Wednesday, June 30, 2010

USC, Institutional Control, and Analogizing the NCAA and the Securities and Exchange Commission

Lewis & Clark law professor Tung Yin has a thoughtful post on his blog, The Yin Blog, that looks into the NCAA's sanctioning of the University of Southern California and draws parallels to SEC investigations. Here's an excerpt:
As virtually all college football fans must be aware, the NCAA has dropped a 2000 lb JDAM on USC for its failure of institutional control over its sports programs. If USC does not succeed in its appeal, it is facing a 2 year ban on postseason play, the vacating of 14 victories in late 2004 and all of 2005, which includes a victory in the BCS championship game over Oklahoma, the loss of 30 scholarships over 3 years, and 4 years of probation.

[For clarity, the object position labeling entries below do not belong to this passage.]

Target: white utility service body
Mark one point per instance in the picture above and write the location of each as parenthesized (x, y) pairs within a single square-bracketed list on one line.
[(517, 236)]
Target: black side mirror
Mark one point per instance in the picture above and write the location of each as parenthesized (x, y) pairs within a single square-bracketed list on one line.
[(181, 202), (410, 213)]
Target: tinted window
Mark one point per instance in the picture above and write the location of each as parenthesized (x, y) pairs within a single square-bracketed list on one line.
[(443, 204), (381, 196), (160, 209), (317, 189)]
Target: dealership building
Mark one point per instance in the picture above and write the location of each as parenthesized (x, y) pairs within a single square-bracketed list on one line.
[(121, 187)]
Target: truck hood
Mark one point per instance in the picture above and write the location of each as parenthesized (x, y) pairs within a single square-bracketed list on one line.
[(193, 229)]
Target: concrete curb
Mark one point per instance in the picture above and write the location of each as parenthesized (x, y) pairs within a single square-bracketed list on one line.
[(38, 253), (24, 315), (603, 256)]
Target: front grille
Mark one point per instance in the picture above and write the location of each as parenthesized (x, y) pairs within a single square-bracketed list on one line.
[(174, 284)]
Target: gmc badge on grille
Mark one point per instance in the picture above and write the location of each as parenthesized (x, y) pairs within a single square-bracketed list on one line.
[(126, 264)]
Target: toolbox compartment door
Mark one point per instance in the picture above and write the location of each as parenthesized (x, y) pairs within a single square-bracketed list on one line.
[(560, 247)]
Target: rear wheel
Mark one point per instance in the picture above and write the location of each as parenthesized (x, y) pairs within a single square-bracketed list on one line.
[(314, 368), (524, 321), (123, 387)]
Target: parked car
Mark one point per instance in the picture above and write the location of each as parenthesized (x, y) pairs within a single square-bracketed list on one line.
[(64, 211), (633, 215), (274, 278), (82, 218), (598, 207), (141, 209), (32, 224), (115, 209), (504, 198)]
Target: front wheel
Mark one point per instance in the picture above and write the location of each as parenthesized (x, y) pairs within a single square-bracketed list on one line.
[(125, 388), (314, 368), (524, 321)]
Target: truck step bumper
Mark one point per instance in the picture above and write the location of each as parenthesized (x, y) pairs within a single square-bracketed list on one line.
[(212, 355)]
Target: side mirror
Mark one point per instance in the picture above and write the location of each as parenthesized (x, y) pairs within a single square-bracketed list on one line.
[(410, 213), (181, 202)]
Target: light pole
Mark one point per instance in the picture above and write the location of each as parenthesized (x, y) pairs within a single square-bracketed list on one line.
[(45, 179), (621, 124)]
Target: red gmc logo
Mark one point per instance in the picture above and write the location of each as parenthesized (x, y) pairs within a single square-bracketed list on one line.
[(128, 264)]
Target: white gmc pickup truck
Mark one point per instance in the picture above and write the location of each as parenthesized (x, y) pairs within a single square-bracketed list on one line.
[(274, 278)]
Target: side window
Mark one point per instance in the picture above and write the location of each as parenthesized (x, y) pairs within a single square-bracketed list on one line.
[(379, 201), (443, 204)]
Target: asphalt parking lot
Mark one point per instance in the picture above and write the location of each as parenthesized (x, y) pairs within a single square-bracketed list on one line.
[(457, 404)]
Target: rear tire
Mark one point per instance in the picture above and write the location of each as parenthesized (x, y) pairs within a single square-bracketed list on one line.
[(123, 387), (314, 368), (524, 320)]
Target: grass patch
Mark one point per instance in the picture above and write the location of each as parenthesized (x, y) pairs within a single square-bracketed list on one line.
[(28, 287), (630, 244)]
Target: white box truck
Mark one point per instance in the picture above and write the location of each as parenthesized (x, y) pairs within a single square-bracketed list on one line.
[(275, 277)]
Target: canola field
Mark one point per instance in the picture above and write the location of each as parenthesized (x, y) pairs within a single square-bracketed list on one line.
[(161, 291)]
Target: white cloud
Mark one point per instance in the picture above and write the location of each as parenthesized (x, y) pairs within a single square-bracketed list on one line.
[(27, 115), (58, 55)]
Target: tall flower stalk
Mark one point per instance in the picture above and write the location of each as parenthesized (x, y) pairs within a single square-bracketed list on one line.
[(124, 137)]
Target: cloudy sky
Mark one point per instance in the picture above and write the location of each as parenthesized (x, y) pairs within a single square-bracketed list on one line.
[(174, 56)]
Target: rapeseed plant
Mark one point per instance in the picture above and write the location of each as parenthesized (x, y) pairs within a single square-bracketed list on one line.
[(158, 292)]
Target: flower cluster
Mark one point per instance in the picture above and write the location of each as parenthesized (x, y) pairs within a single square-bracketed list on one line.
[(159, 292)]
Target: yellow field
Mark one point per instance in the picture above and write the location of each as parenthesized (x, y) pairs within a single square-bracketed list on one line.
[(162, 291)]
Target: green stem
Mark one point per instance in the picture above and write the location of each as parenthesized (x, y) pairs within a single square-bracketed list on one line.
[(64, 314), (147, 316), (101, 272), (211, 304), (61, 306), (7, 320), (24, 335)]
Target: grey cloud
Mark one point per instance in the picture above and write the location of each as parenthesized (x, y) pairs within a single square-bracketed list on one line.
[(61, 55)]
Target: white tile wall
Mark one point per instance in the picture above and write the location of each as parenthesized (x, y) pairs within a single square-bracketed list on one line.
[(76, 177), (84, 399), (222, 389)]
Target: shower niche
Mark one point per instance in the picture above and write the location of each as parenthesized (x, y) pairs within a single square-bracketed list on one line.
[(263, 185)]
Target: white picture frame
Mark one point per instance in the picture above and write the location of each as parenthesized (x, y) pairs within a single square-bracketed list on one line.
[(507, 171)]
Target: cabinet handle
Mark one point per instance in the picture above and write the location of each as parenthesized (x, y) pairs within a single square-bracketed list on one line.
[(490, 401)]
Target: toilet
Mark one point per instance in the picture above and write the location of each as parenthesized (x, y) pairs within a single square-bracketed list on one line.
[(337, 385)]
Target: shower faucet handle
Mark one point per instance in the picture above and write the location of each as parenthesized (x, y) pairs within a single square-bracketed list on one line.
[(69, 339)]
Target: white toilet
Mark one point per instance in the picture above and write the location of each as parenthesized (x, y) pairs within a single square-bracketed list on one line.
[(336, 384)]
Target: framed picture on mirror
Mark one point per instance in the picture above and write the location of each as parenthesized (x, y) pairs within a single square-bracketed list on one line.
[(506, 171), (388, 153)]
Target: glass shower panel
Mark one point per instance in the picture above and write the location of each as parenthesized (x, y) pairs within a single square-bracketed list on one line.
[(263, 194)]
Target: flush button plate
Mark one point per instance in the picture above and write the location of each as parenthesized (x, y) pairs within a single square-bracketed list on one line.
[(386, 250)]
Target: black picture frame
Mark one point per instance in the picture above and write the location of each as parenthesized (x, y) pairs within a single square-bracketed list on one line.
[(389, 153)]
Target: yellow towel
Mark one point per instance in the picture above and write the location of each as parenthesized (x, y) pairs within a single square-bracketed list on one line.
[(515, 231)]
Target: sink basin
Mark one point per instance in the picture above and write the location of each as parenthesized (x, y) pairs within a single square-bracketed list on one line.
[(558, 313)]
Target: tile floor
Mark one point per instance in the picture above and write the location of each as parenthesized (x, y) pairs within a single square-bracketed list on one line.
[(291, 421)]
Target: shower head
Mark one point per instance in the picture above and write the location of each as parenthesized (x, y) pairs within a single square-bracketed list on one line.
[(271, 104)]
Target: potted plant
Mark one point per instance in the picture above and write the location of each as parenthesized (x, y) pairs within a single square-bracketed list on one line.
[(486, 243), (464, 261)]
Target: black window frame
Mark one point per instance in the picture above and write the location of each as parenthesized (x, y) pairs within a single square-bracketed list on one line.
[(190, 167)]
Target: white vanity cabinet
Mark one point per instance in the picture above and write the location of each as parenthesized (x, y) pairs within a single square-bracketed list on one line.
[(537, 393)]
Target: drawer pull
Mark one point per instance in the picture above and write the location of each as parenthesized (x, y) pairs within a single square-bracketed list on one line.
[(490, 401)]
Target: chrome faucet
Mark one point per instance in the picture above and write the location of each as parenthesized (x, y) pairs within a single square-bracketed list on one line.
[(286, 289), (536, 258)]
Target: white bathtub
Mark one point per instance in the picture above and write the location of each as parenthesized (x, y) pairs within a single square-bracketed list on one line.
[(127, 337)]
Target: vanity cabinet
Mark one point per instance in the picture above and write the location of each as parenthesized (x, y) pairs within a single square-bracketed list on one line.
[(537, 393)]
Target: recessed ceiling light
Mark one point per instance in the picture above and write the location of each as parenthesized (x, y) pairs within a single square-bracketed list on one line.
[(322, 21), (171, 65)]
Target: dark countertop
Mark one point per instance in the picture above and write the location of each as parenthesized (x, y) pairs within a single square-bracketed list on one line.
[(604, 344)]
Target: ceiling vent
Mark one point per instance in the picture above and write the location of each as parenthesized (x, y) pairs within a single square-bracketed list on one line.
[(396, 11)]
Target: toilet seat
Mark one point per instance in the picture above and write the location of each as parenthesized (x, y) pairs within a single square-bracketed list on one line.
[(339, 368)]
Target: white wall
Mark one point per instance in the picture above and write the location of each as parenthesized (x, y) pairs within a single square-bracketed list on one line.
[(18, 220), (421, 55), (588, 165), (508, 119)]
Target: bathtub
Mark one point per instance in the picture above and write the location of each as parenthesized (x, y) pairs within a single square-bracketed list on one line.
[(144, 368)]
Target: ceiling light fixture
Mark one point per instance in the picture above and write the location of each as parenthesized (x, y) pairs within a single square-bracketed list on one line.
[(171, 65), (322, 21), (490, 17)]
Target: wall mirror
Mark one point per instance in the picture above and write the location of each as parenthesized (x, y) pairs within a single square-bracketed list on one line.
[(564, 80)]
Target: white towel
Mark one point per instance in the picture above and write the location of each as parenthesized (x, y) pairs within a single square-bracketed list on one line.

The NCAA faulted USC for violations in its football, men's basketball, and women's tennis teams. Football star Reggie Bush, who won the Heisman trophy in 2004, was found to have been essentially paid -- and hence ineligible for collegiate play. Basketball player O.J. Mayo was similarly paid by outsiders. (The tennis violations had to do with impermissible long-distance calls, seemingly of much smaller scope than the Bush and Mayo violations.)

What's of interest to me is the seventh infraction in the report: "Lack of Institutional Control" . . . The crux of USC's defense is that it did know of the Bush and Mayo violations and there was no reason it should have known of them; and that the NCAA should not have relied on statements by persons of questionable credibility.

"Lack of institutional control" sounds something like "failure to supervise" in the context of SEC investigations, which is something I dealt with a bit when I was in private practice. Whether one should be required to have compliance controls in place is debatable, I suppose, but that fight has been lost, before both the NCAA and the SEC.

"Failure to supervise" typically arises when you have a rogue employee who does something bad, such as engage in violations of the securities laws. Because corporations are liable for the acts of employees within the scope of employment with (at least partial) intent to benefit the corporation, the company may find itself responsible even though it did not condone the employee's actions and in fact may have been victimized in reality. (The intent to benefit prong is interpreted pretty broadly.) The SEC might slap the corporation for inadequate supervision of the rogue employee.

The important point here is that "we didn't know the employee was doing bad stuff" is not a defense to such a charge. If anything, it aggravates the charge. About the only way you can try to defend yourself against this kind of charge is to show that you had adequate compliance controls in place, which the rogue employee somehow ingeniously circumvented.